Elle avait grandi de je ne sais pas combien de centimètres. 14 ans quoi ! Tu quittes une enfant de 9 ans toute petite et là tu as une jeune femme devant toi. Tous ces changements et transformations physiques, ça bouleverse. Le contact est revenu très facilement, et on est même allées faire du cheval ensemble. Elle a partagé des choses dont elle se souvenait, des onomatopées que je pouvais utiliser au quotidien, elle m’a reparler de féminisme et était super heureuse de me dire qu’elle avait été à la gay pride.
Qu’as-tu ressenti quand tu as reçu l’invitation ?
Sur le moment c’était très clair, j’avais très envie d’y aller, mais une heure avant je me suis dit “mais qu’est-ce que je suis en train de faire ?”, j’étais en plein doute. Au final, je ne regrette pas du tout d’y être allée. C'était chouette et j’ai pu lui assurer que je l’avais aimée et que je pense toujours à elle.
On continue d’échanger de temps en temps par message. Quand elle va faire du cheval, elle m’envoie ses vidéos de compet ou de choses comme ça. On est allées dîner et le serveur a dû faire une réflexion et elle lui a dit “ c’est mon ex belle-mère !”. Je suis donc l’ex belle-mère de la petite fille qu’elle a été et j’aime bien me dire qu’aujourd’hui je suis une copine de loin, un autre modèle de femme que ce qu’elle a pu avoir dans son entourage. Elle a un téléphone depuis quelques années et ça nous permet de garder contact et de le faire indépendamment du lien avec son père. C’est bien qu’il lui ait autorisé ça.
Que conserves-tu de cette histoire ?
Petite, je disais que je n’aurai pas d’enfant mais que j’adopterai.
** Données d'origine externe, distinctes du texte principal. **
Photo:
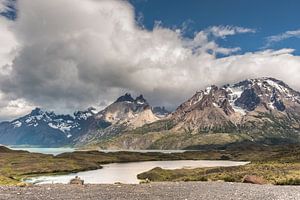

Je me dis que la rencontre avec cette petite fille, c’était peut-être ça l’adoption. En revanche, je sais que me remettre en couple avec quelqu’un qui a un enfant c’est plus jamais ! Bon, je mens, avec un enfant âgé pourquoi pas mais avec un enfant qui vit encore sous le même toit, non, plus jamais. J’ai aimé l’expérience mais je sais tout ce que ça implique et je ne suis pas capable de le faire une deuxième fois. Si j’avais un enfant et que les choses étaient plus équilibrées pourquoi pas, mais c’est tout. Aujourd’hui, j’accompagne des femmes en réflexion sur leur désir de devenir mère ou pas. Ça me permet d’offrir l’espace neutre, sans jugement, sans projection, que j’aurais aimé avoir à l’époque.